In 2023, Cisco acquired Armorblox, a provider of AI- and machine-learning-based security software. Cisco said the acquisition will expand its AI/ML capabilities and talent. It also added email security telemetry capabilities, which is also key to building XDR, MacDonald says.

Previously, Cisco acquired Lightspin Technologies, which offers cloud security posture management (CSPM) across cloud-native resources. Lightspin uses graph-based technology to provide critical contextual, prioritization, and remediation recommendations. With the addition of Lightspin, Cisco says its customers will be able to identify and resolve cloud security threats without extensive configuration.

The Lightspin acquisition helped Cisco build a cloud application platform called Panoptica, MacDonald says. The platform offers a range of cloud-based capabilities, including attack path analysis, application security, code vulnerability detection, cloud detection and response, and cloud security posture management.

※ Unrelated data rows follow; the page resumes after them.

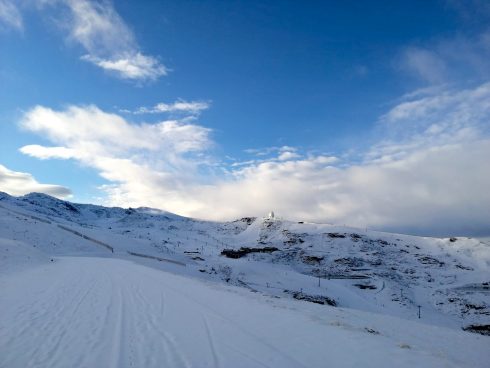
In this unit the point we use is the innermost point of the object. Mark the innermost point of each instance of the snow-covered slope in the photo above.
(383, 276)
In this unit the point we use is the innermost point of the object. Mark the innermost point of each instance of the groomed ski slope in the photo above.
(105, 312)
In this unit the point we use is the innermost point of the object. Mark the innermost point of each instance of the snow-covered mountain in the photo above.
(356, 268)
(441, 282)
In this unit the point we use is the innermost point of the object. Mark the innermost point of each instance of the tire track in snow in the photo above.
(211, 343)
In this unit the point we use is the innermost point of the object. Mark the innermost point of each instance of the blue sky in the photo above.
(365, 113)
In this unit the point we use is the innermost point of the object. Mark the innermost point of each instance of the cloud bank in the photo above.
(429, 175)
(19, 183)
(96, 26)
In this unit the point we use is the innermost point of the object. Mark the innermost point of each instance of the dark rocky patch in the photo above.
(243, 251)
(318, 299)
(480, 329)
(335, 235)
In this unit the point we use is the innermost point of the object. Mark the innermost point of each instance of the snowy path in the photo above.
(102, 312)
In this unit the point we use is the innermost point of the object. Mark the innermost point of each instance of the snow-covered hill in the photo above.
(385, 277)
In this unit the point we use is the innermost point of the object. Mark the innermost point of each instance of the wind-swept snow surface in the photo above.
(106, 312)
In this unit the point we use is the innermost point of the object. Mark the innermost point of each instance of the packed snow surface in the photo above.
(90, 286)
(102, 312)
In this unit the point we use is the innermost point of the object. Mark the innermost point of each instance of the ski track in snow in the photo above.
(96, 312)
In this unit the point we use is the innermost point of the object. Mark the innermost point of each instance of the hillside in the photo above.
(355, 283)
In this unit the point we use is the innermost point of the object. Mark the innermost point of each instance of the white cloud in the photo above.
(108, 41)
(426, 64)
(180, 106)
(430, 174)
(19, 183)
(45, 153)
(134, 66)
(10, 15)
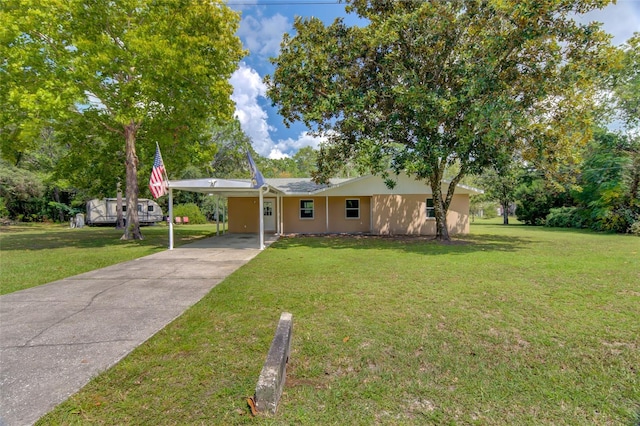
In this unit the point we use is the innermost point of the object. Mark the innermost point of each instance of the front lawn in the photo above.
(34, 254)
(511, 325)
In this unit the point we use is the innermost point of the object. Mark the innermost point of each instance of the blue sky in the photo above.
(261, 28)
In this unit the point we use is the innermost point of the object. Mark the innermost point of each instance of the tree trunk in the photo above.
(56, 197)
(132, 227)
(440, 210)
(120, 217)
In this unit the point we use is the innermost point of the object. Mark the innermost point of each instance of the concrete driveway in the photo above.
(54, 338)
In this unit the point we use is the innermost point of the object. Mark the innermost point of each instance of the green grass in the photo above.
(512, 325)
(34, 254)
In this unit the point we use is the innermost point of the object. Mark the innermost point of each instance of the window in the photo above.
(352, 208)
(306, 209)
(431, 211)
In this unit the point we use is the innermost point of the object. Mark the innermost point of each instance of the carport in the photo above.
(225, 188)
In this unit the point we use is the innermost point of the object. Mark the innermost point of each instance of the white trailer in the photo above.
(104, 211)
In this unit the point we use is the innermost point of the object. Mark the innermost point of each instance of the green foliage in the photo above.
(627, 83)
(535, 199)
(190, 210)
(609, 181)
(425, 85)
(4, 212)
(142, 71)
(23, 194)
(564, 217)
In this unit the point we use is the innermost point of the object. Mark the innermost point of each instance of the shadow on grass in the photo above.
(409, 244)
(90, 237)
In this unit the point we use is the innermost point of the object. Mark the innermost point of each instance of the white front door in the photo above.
(269, 213)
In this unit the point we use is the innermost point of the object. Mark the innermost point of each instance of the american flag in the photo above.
(157, 182)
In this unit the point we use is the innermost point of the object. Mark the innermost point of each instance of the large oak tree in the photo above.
(425, 85)
(134, 68)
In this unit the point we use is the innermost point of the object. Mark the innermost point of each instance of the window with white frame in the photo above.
(431, 211)
(306, 209)
(352, 208)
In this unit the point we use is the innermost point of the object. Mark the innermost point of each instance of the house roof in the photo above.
(362, 186)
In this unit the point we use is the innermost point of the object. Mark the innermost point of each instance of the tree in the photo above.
(136, 68)
(609, 182)
(500, 185)
(627, 82)
(428, 84)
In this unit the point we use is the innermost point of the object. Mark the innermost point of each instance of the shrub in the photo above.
(563, 217)
(190, 210)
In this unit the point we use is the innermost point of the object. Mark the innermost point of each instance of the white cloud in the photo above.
(620, 19)
(262, 35)
(248, 88)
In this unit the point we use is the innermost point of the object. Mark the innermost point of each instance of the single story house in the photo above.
(358, 205)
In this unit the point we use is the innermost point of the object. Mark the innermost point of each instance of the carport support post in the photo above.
(170, 219)
(217, 215)
(261, 215)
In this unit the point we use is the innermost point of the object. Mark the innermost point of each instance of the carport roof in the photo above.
(301, 186)
(286, 186)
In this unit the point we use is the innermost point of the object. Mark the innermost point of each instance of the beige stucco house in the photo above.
(359, 205)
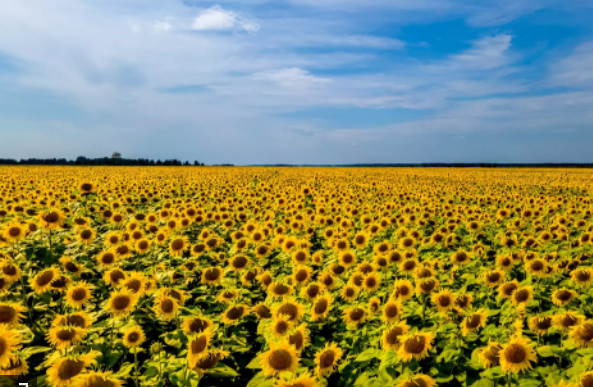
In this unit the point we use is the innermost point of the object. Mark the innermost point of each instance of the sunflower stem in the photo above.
(136, 367)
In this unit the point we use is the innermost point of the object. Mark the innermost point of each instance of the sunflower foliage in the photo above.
(306, 277)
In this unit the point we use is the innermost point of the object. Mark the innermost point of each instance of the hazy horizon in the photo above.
(298, 81)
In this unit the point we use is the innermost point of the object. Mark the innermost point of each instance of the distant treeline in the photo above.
(98, 161)
(443, 165)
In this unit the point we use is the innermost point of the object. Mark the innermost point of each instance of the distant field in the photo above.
(407, 277)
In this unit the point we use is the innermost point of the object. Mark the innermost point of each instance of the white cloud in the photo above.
(162, 26)
(291, 77)
(218, 19)
(487, 53)
(576, 69)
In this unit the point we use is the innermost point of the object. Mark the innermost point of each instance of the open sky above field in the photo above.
(298, 81)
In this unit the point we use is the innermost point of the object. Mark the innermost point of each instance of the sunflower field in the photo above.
(296, 277)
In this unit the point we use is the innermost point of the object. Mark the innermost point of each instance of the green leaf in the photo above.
(368, 354)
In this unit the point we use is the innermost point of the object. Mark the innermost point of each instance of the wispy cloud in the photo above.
(218, 19)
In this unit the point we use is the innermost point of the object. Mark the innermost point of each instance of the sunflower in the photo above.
(536, 267)
(234, 313)
(124, 250)
(228, 295)
(303, 380)
(51, 219)
(540, 325)
(427, 286)
(493, 278)
(68, 370)
(371, 282)
(86, 187)
(77, 319)
(444, 301)
(490, 355)
(392, 311)
(113, 277)
(143, 246)
(403, 290)
(209, 361)
(460, 258)
(71, 266)
(279, 290)
(86, 236)
(360, 240)
(374, 305)
(239, 262)
(279, 358)
(301, 275)
(107, 258)
(292, 309)
(79, 294)
(98, 379)
(415, 346)
(133, 337)
(121, 302)
(14, 232)
(474, 321)
(507, 289)
(165, 307)
(9, 345)
(11, 313)
(516, 356)
(265, 279)
(212, 275)
(327, 358)
(43, 280)
(178, 246)
(582, 276)
(567, 320)
(299, 337)
(63, 337)
(193, 325)
(321, 307)
(418, 380)
(563, 296)
(392, 335)
(355, 316)
(17, 366)
(280, 326)
(349, 293)
(522, 295)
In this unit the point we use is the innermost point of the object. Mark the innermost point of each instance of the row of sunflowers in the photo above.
(296, 277)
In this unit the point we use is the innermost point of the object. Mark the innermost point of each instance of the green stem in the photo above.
(136, 367)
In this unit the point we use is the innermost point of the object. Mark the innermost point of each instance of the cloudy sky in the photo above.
(298, 81)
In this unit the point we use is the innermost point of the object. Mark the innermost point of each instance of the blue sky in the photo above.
(298, 81)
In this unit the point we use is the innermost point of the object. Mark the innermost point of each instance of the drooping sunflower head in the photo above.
(327, 358)
(418, 380)
(321, 307)
(279, 358)
(235, 313)
(198, 347)
(98, 379)
(121, 302)
(166, 307)
(392, 335)
(415, 346)
(62, 337)
(516, 356)
(79, 294)
(11, 313)
(355, 316)
(133, 337)
(290, 308)
(66, 371)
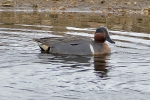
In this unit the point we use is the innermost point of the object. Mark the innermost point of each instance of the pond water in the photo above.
(28, 74)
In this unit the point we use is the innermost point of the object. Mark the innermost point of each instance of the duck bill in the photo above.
(109, 40)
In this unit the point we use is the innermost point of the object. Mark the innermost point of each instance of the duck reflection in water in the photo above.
(100, 65)
(98, 62)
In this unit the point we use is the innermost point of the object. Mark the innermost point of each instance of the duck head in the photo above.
(101, 35)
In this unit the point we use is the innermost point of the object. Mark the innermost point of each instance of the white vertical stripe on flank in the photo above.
(92, 49)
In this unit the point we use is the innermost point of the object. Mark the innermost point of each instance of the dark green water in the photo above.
(28, 74)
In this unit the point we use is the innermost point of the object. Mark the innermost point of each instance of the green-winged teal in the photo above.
(77, 45)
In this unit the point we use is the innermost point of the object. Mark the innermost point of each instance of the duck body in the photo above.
(75, 45)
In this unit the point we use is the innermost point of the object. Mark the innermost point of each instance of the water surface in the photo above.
(28, 74)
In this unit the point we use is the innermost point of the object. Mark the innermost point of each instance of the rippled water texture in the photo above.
(28, 74)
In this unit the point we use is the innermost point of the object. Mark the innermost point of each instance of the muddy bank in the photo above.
(104, 6)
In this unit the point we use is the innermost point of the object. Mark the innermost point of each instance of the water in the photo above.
(28, 74)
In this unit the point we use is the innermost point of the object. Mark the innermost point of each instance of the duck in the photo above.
(77, 45)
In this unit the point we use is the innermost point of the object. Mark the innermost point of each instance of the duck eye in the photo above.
(74, 44)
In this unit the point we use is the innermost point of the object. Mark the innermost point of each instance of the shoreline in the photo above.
(97, 6)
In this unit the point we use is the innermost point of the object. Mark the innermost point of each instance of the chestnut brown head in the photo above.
(101, 35)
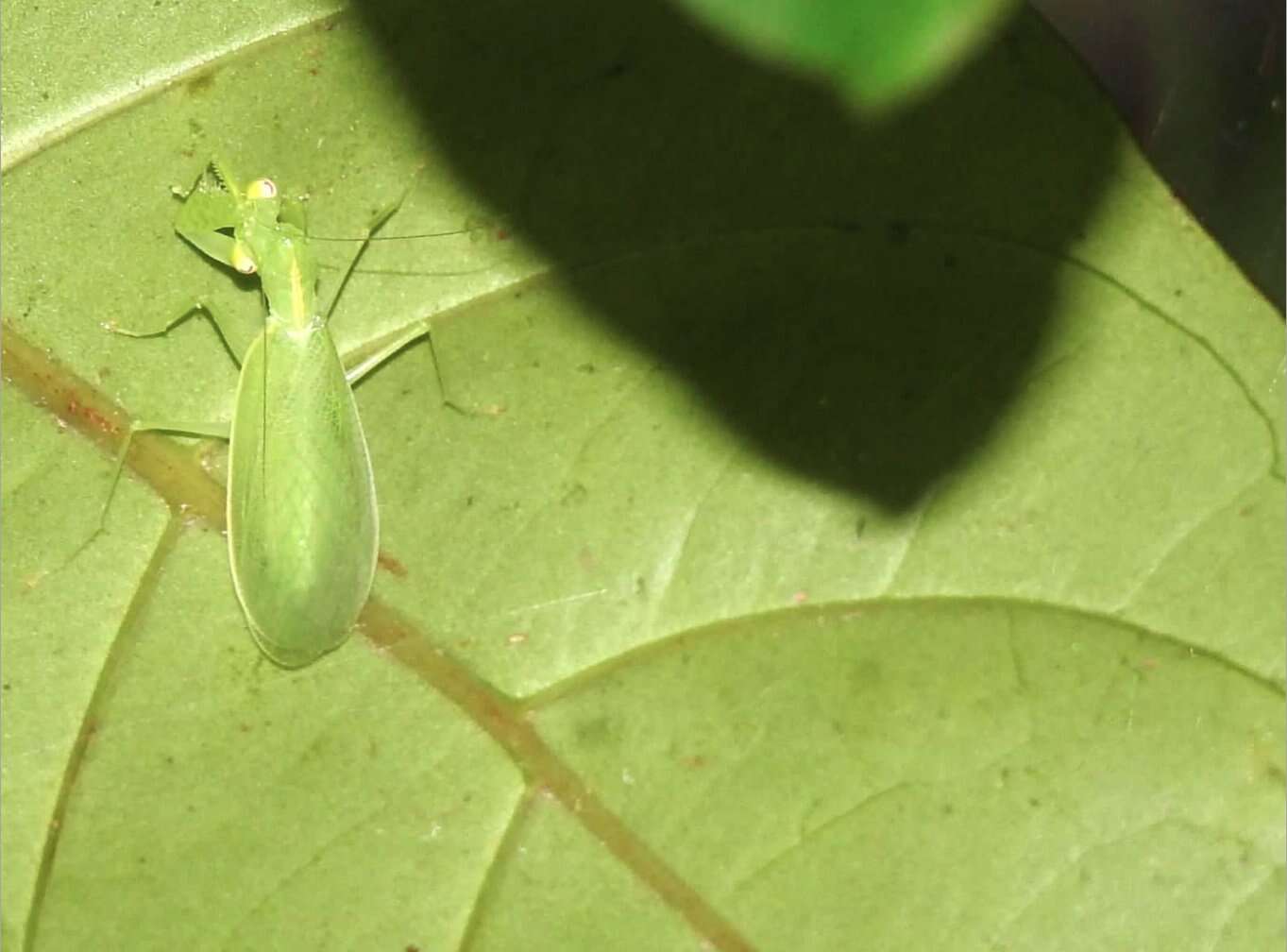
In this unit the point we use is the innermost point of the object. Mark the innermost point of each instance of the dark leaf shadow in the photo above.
(858, 300)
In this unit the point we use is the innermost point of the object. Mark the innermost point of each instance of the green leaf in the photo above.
(868, 536)
(878, 53)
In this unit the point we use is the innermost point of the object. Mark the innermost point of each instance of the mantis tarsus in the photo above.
(302, 522)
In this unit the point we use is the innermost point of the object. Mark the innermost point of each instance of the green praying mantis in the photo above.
(302, 521)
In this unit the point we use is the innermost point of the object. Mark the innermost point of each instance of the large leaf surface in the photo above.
(864, 534)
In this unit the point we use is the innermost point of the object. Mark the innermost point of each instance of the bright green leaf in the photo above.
(871, 536)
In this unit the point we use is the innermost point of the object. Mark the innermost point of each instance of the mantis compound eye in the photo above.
(262, 188)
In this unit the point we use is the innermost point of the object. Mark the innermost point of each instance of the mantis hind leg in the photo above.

To Do: Strengthen Migration to Cisco Secure Access

Cisco continues to expand its security expertise and expand its product offering.

“We’ve been building our team in many areas, including through acquisitions that brought in new talent,” Patel says. “Security is a strategic priority for Cisco, and we’re committed to accelerating the pace of innovation.”

One of the biggest challenges Cisco faces is also an industry-wide challenge, Patel says, “which is the increasing sophistication of attacks and the way attackers are weaponizing AI in their attacks. The reality is that adversaries have always had an unfair advantage in that they only have to be right once, but defenders have to be right every time.”

AI and data will be key to tipping the scales in favor of defenders, Patel says. “And I believe you can’t be a great security company if you’re not a great AI company, and you can’t be a great AI company if you’re not a great data company,” he says.

“One of the key areas we’re focused on is where security meets the network,” Patel says. “If we assume the attacker is already in the network and all traffic is encrypted, the object of the game is to stop the lateral movement. And where does that lateral movement happen? In the network. And with Cisco Security Cloud, we have deep connections to the network and the infrastructure.”

Cisco needs to move quickly to migrate its significant worldwide installed base of AnyConnect VPN users to the Zero Trust Network Access Architecture (ZTNA) using the Cisco Secure client in conjunction with its cloud-based Secure Access offering, MacDonald says. Similarly, it needs to migrate its user base of Umbrella, its cloud-based enterprise network security service, to Secure Access, he says.

“Both of these offerings have a large user base that could be displaced by competing offerings,” MacDonald says. “In addition, Cisco needs to better integrate its own offerings so that the more Cisco offerings a customer uses, the better the protection they get. Cisco can’t just be a portfolio of fragmented security offerings. It needs a Cisco-wide security platform story that delivers better security outcomes.”

Another challenge is getting Cisco sales to understand the value of security software and software-based security capabilities and focus less on selling security devices, MacDonald says. “Devices are absolutely important, but they’re just one of the factors that will shape how policy is enforced in the future,” he says.

“A lot of Cisco’s success in security comes from selling security to networking professionals, where companies like Palo Alto, Fortinet, and Zscaler have access to security professionals,” Kerravala says. “As Cisco continues to expand its security cloud, it needs to direct more of its go-to-market efforts to that audience.”

Many organizations are placing great importance on cybersecurity, and Cisco wants to lead the effort to increase the resilience of IT infrastructure to threats, including further expanding its market reach.

“Going forward, we intend to continue to innovate our portfolio through organic product development,” Patel says. “That said, if we see opportunities to accelerate our innovation inorganically, we will feel comfortable making acquisitions that fit our strategy and direction.”